Aku selalu
mendambakan sebuah keluarga yang utuh. Ada ayah, ibu, dan kita. Sayangnya
kini kau tak lagi termasuk dalam lingkaran itu. Perlahan tapi pasti, kau mulai
membuat sebuah jarak. Kau mencoba mencari kebahagiaan yang lain, tanpa kami.

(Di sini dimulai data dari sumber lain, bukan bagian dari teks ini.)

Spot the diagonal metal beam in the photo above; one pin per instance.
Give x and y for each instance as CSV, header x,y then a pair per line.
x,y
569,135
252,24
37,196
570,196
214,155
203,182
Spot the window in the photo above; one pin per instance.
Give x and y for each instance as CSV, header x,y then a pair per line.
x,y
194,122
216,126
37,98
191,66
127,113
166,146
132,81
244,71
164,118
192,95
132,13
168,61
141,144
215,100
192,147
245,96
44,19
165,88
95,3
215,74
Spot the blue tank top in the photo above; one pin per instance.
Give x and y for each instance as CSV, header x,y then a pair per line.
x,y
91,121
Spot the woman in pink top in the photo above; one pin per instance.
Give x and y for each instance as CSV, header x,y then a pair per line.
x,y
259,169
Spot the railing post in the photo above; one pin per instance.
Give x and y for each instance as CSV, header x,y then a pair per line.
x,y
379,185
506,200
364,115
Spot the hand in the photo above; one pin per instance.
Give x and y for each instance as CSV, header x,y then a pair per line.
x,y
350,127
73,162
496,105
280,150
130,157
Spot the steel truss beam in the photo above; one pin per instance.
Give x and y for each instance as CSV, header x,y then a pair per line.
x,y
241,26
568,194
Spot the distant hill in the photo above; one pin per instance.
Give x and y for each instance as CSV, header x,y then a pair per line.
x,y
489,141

Aku benci mengakuinya, tapi kami pun dapat terus mengecapi kebahagiaan, dapat
terus tersenyum, dapat tetap tertawa bahkan tanpa ada kau sekalipun di
sini‼
Aku tahu,
ayah dan ibu diam-diam menangis tiap tersebut namamu dalam doa mereka. Mencoba
tersenyum meski dapat terlihat jelas ada kekecewaan di mata mereka. Tentu saja,
salah satu belahan jiwa mereka ada di tempat yang jauh. Aku merasa begitu
bodoh karena berpura-pura tuli dan buta akan keadaan. Tuhan, aku ingin semua
menjadi baik-baik saja…
Meski
tanpa bicara, kami ingin kau kembali
Meski
tanpa air mata, kami menangis mendapati jejakmu yang makin menjauh
Ada
luka tak kasat mata yang membuatku perih
Terasa
sesak saat mengucapkan kata perpisahan
Seandainya
saat itu aku bisa memelukmu, agar kau tetap ada di sini
Kenapa
memilih pergi??‼ padahal kita adalah satu
Kenapa
mencari kebahagiaan terlampau jauh??‼
Kau
tidak merasa bahagia bila kita bersama??
Tahukah kamu,
mereka selalu mendoakan kebaikan padamu. Dimanapun kau berada, berharap Tuhan
selalu melebihkan rizki untukmu. Mereka selalu membanggakanmu bahkan di saat
kau mencoba pergi menjauh, agar kau tetap bersinar di mata orang lain…
Sebuah jeritan hati yang tertahan di lidah
tanpa mampu bersuara
“ Kakak, aku sayang kamu. Kelak jika hatimu luluh, kembalilah.”